If you removed the Windows partition, or if you don't want to wait 3
minutes to restore from hibernation, or if you're just the adventurous sort,
there is a patch to
>=2.2.14 kernels that enables hibernation to the Linux swap partition; here are
patches for 2.2.18 and 2.2.19. (If you don't know how to patch,
configure, compile and install a kernel then you probably don't want to try
this; take a look at the Kernel HOWTO to get
started.) The "software suspend" patch works by saving/restoring individual
processes rather than the entire contents of RAM; it shuts down in about 15 sec
and restores in about 30 sec. There are, however, a few additional things that
I had to do to get it to work:
- Resuming produces a runaway init process (using up 100% of the
CPU). If, however, init is compiled with INITDEBUG set to 1
(in src/init.h of the SysVinit source
package), all is fine.
- The eepro100 (ethernet) module doesn't seem to survive the
suspend/resume. The easiest way to handle this is to compile the kernel
so that software suspend intercepts APM calls
(CONFIG_SWSUSP_OVERRIDE_APM=y) and create a /etc/sysconfig/apm-scripts/apmcontinue
script that removes the eepro100 module on suspend, and then
reinstalls on resume.
I now run a 2.4.x kernel (2.4.14 as of 7 Nov 01) and I have not yet managed
to get the current swsusp patch to work.
-
Ronny Lam pointed out that the "hot keys" that control volume (Fn-F5),
brightness (Fn-F10), and others, work fine under Linux. Just press Fn
along with the relevant function key to activate it, then use the
arrow keys to adjust level (with Fn-F5, the down arrow will sound
a beep to show the current volume setting), and then press
Fn+function-key to exit the "hot-key" mode.
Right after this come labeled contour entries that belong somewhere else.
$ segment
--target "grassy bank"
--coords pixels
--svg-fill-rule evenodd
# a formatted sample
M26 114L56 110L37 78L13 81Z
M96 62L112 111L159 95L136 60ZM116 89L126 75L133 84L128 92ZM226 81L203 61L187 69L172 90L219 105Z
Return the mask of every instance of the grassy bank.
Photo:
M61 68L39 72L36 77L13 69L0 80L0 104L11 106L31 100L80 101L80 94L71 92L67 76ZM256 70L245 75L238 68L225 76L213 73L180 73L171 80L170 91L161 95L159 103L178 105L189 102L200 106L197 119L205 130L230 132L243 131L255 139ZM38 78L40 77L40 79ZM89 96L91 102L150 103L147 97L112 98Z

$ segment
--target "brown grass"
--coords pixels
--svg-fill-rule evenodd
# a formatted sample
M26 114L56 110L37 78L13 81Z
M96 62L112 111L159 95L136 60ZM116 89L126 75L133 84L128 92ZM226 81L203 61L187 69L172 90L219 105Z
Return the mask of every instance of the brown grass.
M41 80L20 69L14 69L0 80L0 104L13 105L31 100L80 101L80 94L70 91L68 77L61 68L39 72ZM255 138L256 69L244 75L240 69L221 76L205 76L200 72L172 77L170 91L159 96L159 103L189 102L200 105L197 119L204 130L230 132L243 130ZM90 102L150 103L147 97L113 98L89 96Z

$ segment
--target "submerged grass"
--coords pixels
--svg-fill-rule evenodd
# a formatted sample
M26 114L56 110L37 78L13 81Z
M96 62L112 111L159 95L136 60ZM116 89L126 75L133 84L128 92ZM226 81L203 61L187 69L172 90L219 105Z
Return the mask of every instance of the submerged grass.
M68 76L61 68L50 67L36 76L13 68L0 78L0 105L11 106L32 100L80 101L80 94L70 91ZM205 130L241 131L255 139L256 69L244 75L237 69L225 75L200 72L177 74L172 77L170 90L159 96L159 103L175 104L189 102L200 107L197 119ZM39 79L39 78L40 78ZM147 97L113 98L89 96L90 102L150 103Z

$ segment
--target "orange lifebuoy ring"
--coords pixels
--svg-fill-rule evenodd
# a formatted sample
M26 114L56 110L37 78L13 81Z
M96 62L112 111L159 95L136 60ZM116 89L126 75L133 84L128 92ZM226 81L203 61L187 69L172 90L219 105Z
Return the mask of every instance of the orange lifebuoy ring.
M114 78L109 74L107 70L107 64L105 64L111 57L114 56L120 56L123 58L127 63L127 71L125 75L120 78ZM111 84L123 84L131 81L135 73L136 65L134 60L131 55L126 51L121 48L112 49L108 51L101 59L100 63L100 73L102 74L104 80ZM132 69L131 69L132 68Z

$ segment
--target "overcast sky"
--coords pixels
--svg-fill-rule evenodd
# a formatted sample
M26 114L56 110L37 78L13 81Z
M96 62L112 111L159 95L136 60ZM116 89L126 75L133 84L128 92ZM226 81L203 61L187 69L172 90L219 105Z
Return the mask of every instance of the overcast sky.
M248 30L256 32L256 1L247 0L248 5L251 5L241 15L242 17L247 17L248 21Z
IrDA (infrared communication)
The infrared device on the M300 is on /dev/ttyS2. This defaults to
IRQ
4, but Mikael Hedin pointed out that this needs to be set to IRQ 3 for
IrDA to work. I've added /bin/setserial /dev/ttyS2 irq 3 to
/etc/rc.d/rc.local. Also, under Red Hat, be sure that
/etc/sysconfig/irda contains DEVICE=/dev/ttyS2.
Then, running service irda start should bring up IrDA (SIR)
under /dev/ircomm0.
I've only managed to get SIR working. The M300 has an SMC-based FIR
chip ("lspnp -v" lists a "SMCf010 communications device: RS-232") but the
"findchip" utility (included in the irda-utils package) doesn't detect
it.
If anyone has any suggesting on how to make these things work I'd love to hear them.
-
I have yet to verify this on my own machine, but Christoph Karpeter
reports that, if the machine is booted docked with the CD reader in the
expansion bay, then he has no trouble undocking and redocking. He finds
that running "init 1" and then "init 5" gets the hardware rescan right.